# Copper Sulfate for Horses (and alternatives)



## ashlingm (7 May 2017)

I was recommended to mix a pinch of copper sulphate into my horses' feed instead of having to use commercial copper supplements. I also read that you can add it to their outdoor water supply and let it dissolve in the water, resulting in them getting a steady supply of copper rather than it all in one go. 

I was just wondering if anyone had fed it before or knew how much to add per litre of water?

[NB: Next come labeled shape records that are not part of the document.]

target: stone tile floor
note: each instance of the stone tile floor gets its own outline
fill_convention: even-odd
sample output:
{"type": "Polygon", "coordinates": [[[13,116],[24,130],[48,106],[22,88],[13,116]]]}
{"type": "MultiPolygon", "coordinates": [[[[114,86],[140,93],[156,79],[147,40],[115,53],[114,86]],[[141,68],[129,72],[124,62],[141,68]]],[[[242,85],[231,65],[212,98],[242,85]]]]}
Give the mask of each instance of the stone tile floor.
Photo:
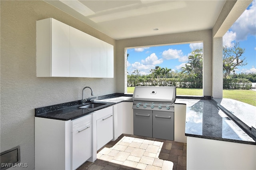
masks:
{"type": "Polygon", "coordinates": [[[122,134],[98,151],[97,160],[78,170],[186,170],[186,144],[122,134]]]}

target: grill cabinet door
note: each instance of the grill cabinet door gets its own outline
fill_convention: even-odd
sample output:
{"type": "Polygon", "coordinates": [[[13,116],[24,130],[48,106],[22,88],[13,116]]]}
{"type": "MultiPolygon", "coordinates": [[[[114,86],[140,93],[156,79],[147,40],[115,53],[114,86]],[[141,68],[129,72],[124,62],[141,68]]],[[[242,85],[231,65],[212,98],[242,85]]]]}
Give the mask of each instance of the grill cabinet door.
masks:
{"type": "Polygon", "coordinates": [[[153,137],[174,140],[174,112],[153,111],[153,137]]]}
{"type": "Polygon", "coordinates": [[[133,109],[133,134],[152,137],[152,111],[133,109]]]}

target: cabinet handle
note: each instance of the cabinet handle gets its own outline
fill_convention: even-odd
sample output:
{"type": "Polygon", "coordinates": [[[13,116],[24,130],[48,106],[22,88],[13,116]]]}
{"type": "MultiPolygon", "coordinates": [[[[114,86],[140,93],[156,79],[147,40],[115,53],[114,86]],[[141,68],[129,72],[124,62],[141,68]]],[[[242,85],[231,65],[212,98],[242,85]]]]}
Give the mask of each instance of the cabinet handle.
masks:
{"type": "Polygon", "coordinates": [[[170,116],[159,116],[156,115],[155,117],[157,118],[162,118],[162,119],[171,119],[170,116]]]}
{"type": "Polygon", "coordinates": [[[148,115],[144,115],[143,114],[138,114],[138,113],[136,113],[136,116],[143,116],[144,117],[149,117],[150,115],[149,114],[148,114],[148,115]]]}
{"type": "Polygon", "coordinates": [[[83,130],[85,130],[88,129],[88,128],[89,128],[90,127],[87,127],[87,128],[85,128],[84,129],[83,129],[83,130],[80,130],[80,131],[79,130],[79,131],[78,131],[78,133],[80,133],[80,132],[82,132],[82,131],[83,131],[83,130]]]}
{"type": "Polygon", "coordinates": [[[104,120],[108,118],[109,118],[110,117],[112,116],[113,116],[113,115],[111,115],[110,116],[109,116],[108,117],[107,117],[106,118],[102,119],[102,121],[104,121],[104,120]]]}

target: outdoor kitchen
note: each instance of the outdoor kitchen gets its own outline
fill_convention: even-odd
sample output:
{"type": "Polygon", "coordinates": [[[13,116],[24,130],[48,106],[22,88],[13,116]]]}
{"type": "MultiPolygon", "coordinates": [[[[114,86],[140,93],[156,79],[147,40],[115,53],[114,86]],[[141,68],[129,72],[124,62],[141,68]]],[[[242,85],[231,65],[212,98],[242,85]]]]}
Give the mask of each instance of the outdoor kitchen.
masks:
{"type": "Polygon", "coordinates": [[[254,3],[0,1],[1,170],[256,169],[255,107],[223,97],[222,71],[223,36],[254,3]],[[202,95],[127,93],[128,49],[197,43],[202,95]]]}

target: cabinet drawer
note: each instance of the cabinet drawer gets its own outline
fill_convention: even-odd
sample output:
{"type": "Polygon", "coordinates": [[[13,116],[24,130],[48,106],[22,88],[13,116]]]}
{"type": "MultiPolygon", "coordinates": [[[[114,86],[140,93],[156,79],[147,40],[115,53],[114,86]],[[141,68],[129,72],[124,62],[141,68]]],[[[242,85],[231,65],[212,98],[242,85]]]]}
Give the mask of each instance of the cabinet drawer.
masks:
{"type": "Polygon", "coordinates": [[[102,119],[103,117],[113,113],[113,106],[110,106],[106,108],[103,109],[95,111],[94,114],[96,114],[96,120],[102,119]]]}
{"type": "Polygon", "coordinates": [[[92,124],[92,115],[82,117],[72,122],[71,132],[74,132],[82,130],[84,127],[92,124]]]}

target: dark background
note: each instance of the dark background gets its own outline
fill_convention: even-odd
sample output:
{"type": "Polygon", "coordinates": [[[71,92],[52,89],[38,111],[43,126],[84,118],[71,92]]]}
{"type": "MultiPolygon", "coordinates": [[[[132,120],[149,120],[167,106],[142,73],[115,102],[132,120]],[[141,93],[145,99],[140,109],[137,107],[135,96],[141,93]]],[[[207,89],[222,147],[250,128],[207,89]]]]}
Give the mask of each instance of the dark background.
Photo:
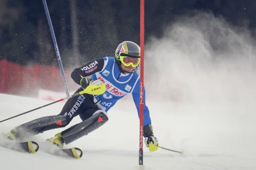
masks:
{"type": "MultiPolygon", "coordinates": [[[[140,43],[140,0],[47,0],[64,68],[113,56],[123,40],[140,43]]],[[[0,0],[0,59],[24,65],[58,61],[41,0],[0,0]]],[[[145,43],[177,17],[197,11],[223,17],[254,37],[256,1],[145,0],[145,43]]],[[[237,31],[239,32],[239,29],[237,31]]]]}

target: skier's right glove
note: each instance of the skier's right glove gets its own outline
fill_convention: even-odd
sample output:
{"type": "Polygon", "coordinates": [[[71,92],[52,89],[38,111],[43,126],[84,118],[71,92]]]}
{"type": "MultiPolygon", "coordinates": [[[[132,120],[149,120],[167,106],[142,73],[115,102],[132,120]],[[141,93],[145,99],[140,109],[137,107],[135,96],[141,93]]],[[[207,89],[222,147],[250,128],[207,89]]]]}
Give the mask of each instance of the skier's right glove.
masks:
{"type": "Polygon", "coordinates": [[[144,142],[148,148],[149,152],[152,152],[158,149],[159,145],[157,138],[153,134],[153,128],[151,124],[148,124],[143,127],[143,135],[145,138],[144,142]]]}
{"type": "Polygon", "coordinates": [[[102,82],[99,80],[90,80],[87,77],[84,77],[80,80],[80,85],[84,89],[85,89],[88,86],[91,84],[100,86],[102,84],[102,82]]]}

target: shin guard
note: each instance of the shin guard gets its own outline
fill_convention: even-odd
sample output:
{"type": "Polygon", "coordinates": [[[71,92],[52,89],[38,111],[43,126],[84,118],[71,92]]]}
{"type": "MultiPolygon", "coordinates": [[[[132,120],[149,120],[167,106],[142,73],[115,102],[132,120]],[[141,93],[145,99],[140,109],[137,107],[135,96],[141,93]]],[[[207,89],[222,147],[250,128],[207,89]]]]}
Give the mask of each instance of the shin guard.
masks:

I was in my local agri store recently and they had chelated copper tablets that you put in their water supply. It's marketed towards cattle but contains no other minerals that may negatively impact a horse (iodine etc) - I contacted them and asked (As it hasn't actually been approved for horses they guy couldn't recommend them). Just wondering what peoples opinions were? 

Copper tablets info - http://www.mayohealthcare.ie/AQUACOPP.pdf


----------



## ycbm (8 May 2017)

I feed copper sulphate as powder at three grams a day because my land and water are far too heavy in iron. The recommendation is to balance with three times the amount of zinc, for which I use zinc sulphate. I have automatic waterers, so it goes in their food.


----------



## tallyho! (8 May 2017)

Hmm.. I would be cautious about feeding a Cu straight though... I would carefully balance it as there are interactions to consider. What was it recommended for?


----------



## ycbm (8 May 2017)

ycbm said:



			I feed copper sulphate as powder at three grams a day because my land and water are far too heavy in iron. The recommendation is to balance with three times the amount of zinc, for which I use zinc sulphate. I have automatic waterers, so it goes in their food.
		
Click to expand...

That's three times the zinc by molecular weight, not weight of powder.


----------



## supsup (8 May 2017)

I've also fed copper sulfate for years as part of a custom mix supplement - in balance with other minerals. I put it into the feed, no experience with adding it to water. 
I'd be cautious about supplementing any micronutrient in isolation at free choice, because you have no control over the intake. There is no solid evidence that horses self-regulate mineral intake, and it is conceivable that a horse could overdose if he's very thirsty, or become dehydrated/remain copper deficient because the water tastes funny.

PS: Please, don't just go out and just feed 3 grams of copper sulfate to your horse - the required daily copper intake is according to NRC guidelines is 100mg (that is *milli*grams) for a 500kg horse, which would be supplied by less than half a gram of copper sulfate. More might be needed if the forage is very unbalanced/high in iron (as seems to be the case for ycbm), but that should be confirmed with forage analysis.


----------



## Casey76 (8 May 2017)

Chelated copper is more readily absorbed in the intestine than CuSO4.

Personally I wouldn't feed anything which is used as a bacteriocide (CuSO4 solution is used to treat thrush).


----------



## ycbm (8 May 2017)

Casey76 said:



			Chelated copper is more readily absorbed in the intestine than CuSO4.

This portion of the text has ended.